= Judy Fortin =

Judy Fortin (born 1961) is executive director of communications for UCLA Health in Los Angeles, California. Previously, she served as senior director of communications from 2013 to 2019 for Winship Cancer Institute of Emory University in Atlanta, Georgia. From 2011–2013, she was national director of media relations for the American Cancer Society.

== Early life and education ==
Fortin was born on October 7, 1961, in Hanover, New Hampshire. After graduating from Concord High School, she attended Bowdoin College in Brunswick, Maine. She earned a Bachelor of Arts degree in government and French in 1983.

== Career ==
Fortin began her broadcast career in Plymouth, New Hampshire, where she started out as an announcer and then news director at WPNH AM/FM Radio. From January 1986 until June 1989, she was a weekend anchor and general assignment reporter for WMUR-TV in Manchester. Prior to joining CNN, Fortin worked as a general assignment reporter for WCVB-TV in Boston.

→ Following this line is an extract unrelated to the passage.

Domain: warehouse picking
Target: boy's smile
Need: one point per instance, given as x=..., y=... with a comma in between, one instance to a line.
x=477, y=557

From 1990 to 2006, she anchored CNN Headline News. She also served as a national correspondent for CNN Newsource, a news service used by local affiliate stations. In 2006, Fortin became a correspondent for the award-winning CNN Medical Unit. Fortin received an Excellence in Media Award in 2009 from the National Marrow Donor Program and in 2008, a MORE Award for reporting excellence from the American Academy of Orthopaedic Surgeons. She is the recipient of a national Emmy Award for CNN group coverage of the Oklahoma City bombing in 1995.